# Rare Disease Article Page Views - Data Collection and Analysis
This notebook demonstrates how to collect and analyze monthly article traffic data from Wikipedia for a set of rare disease-related pages. The data is collected using the [Wikimedia REST API](https://www.mediawiki.org/wiki/Wikimedia_REST_API), specifically the [pageviews/per-article](https://wikimedia.org/api/rest_v1/#/Pageviews%20data) endpoint, which provides access to desktop, mobile web, and mobile app traffic data. 

The dataset spans from July 1, 2015, through September 30, 2024, and includes separate monthly pageview counts for desktop and mobile access.
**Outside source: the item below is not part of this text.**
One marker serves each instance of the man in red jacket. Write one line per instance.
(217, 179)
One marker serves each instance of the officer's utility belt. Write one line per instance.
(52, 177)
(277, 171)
This notebook also illustrates basic visual analysis of pageview trends across time for different subsets of rare disease articles.

## Objective
The goal of this project is to:
1. Retrieve and aggregate Wikipedia page view data for articles related to rare diseases.
2. Perform basic analysis and visualize trends for desktop and mobile access.
3. Follow best practices for reproducibility in data science by documenting and sharing the dataset, code, and results.

#### IMPORTS
These are all standard python modules

In [1]:
import os
import pandas as pd
import seaborn as sns
import matplotlib.pyplot as plt

We will also import a local module that has the functions for getting page views from wikipedia. <br />This module includes other standard modules and the 'requests' module which is not standard and may have to be pip installed

In [2]:
import access_wiki_pageviews as access

#### SET CONSTANTS
Lets begin by setting some constants that we will need to provide to the `access`functions:

Wikimedia requests you include information in the **request header** that will allow them to contact you if something happens such as your code exceeding rate limits, or some other error. <br />

For convenience, I have created a function that will set the request header in the correct format when provided with 
   - email
   - organization
   - project

In [3]:
REQUEST_HEADER = access.set_request_header(user_email   = 'rollk@uw.edu',
                                           organization = 'University of Washington',
                                           project      = 'Homework 1')
# view the output:
REQUEST_HEADER

{'User-Agent': 'rollk@uw.edu, University of Washington, Homework 1'}

Lets also set the **date range** for the dataset we're going to collect.<br />
We are given a start date of July 2015, and asked to collect data through the last completed month.<br />
At the time of this assignment the last completed month was September 2024, which I will hardcode in.


In [4]:
# Set the start and end dates for looking up
# should be string formatted like so: YYYYMMDDHH
START_DATE = "2015070100"  # July 1, 2015
END_DATE   = "2024093000"  # September 30, 2024


Start date: 2015070100
End date: 2024093000


If you would like to use other dates you can either hardcode them manually or use the convenience function `get_previous_complete_month()`  in the `access` module which will dynamically get the last date of the last completed month.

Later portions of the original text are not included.